Union bosses last night warned strike action could be taken to fight the closure of the Ford Transit factory next July with the loss of more than 500 jobs.
But some workers clocking off shift yesterday said they were resigned to the factory’s closure and said there was little mood yet for industrial action.
The latest revelations come after Ford admitted it kept secret plans to close its Swaythling plant while negotiating a multimillion-pound tax payer handout for other UK plants.
Business secretary Vince Cable exclusively told the Daily Echo he had been kept in the dark about Ford’s plans to close the plant when £10m of Government funding was signed off just days earlier.
Ford insisted yesterday an earlier briefing of Government officials would not have been “possible or appropriate”.
Dr Cable, pictured, told the Echo if ministers had been aware of last Thursday's announcement earlier the Government would have gone back to Ford and asked “what on earth was going on”. He said he felt “let down”
Ford had not given more notice.
Ford bosses have said loyal staff would be looked after with “extremely generous” redundancy packages.
Workers at the factory gates told the Echo yesterday they feared special “continuity” payments of between £15,000 and £17,000, on top of severance pay, will be put in jeopardy if production at the factory is disrupted.
However, there is some resentment among the hundreds of sub contractors, agency workers and suppliers, who will not get the payments.
Richard Tarrant, 45, a Ford worker of 20 years, said: “The union has said nothing to us. All our information is coming second hand out of the smoking shelter. What can we do? They are going to close it.”
A Ford contract worker of 12 years, John Finlay, 48, added: “Once Ford has taken the decision to close it we’ve got no leg to stand on. The only people that might have a say is the Government. To say we might have the power to stop it is impossible.”
Roger Maddison, Unite’s national officer for the automotive industry at Unite, said union convenors would hold a strategy meeting in London today before Ford workers were consulted on what action, if any, to take.
He said a mass meeting of union officials at the Southampton plant yesterday reached a "unanimous decision" to oppose the closure and warned strike action had not been ruled out.
“We have to take the word of our reps that people are upset and angry and they want to fight for their jobs.
But we need to agree a strategy that we can take to members.”
Mr Maddison added the Government and Dr Cable should have demanded job guarantees before handing over any money to Ford.
“Ford were after millions of pounds, they are not going to volunteer that information.
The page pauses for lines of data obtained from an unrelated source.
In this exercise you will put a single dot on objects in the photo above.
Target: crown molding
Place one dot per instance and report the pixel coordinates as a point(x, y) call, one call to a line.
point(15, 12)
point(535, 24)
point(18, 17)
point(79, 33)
Maybe that’s a little underhand. Some people would say that’s professional.”
Ford announced last Thursday it planned to shut the Southampton plant and cease stamping and tooling operations in Dagenham to cut costs after falling European sales.
Transit production will move to Turkey.
A Ford spokesman said: “Ford’s planned European restructuring actions, including those affecting Southampton and Dagenham, were approved by the board of Ford Motor Company shortly before the start of communications with employees and employee representatives, and therefore an earlier briefing of Government officials would not have been possible, or appropriate.”
“The offer of the grant is a conditional one, that is not yet confirmed, and it would relate to Ford’s significant planned investment in powertrain manufacturing and engineering in the UK, which includes the announcement to add a new next generation, low-CO2, 2.0-litre diesel engine in Dagenham.”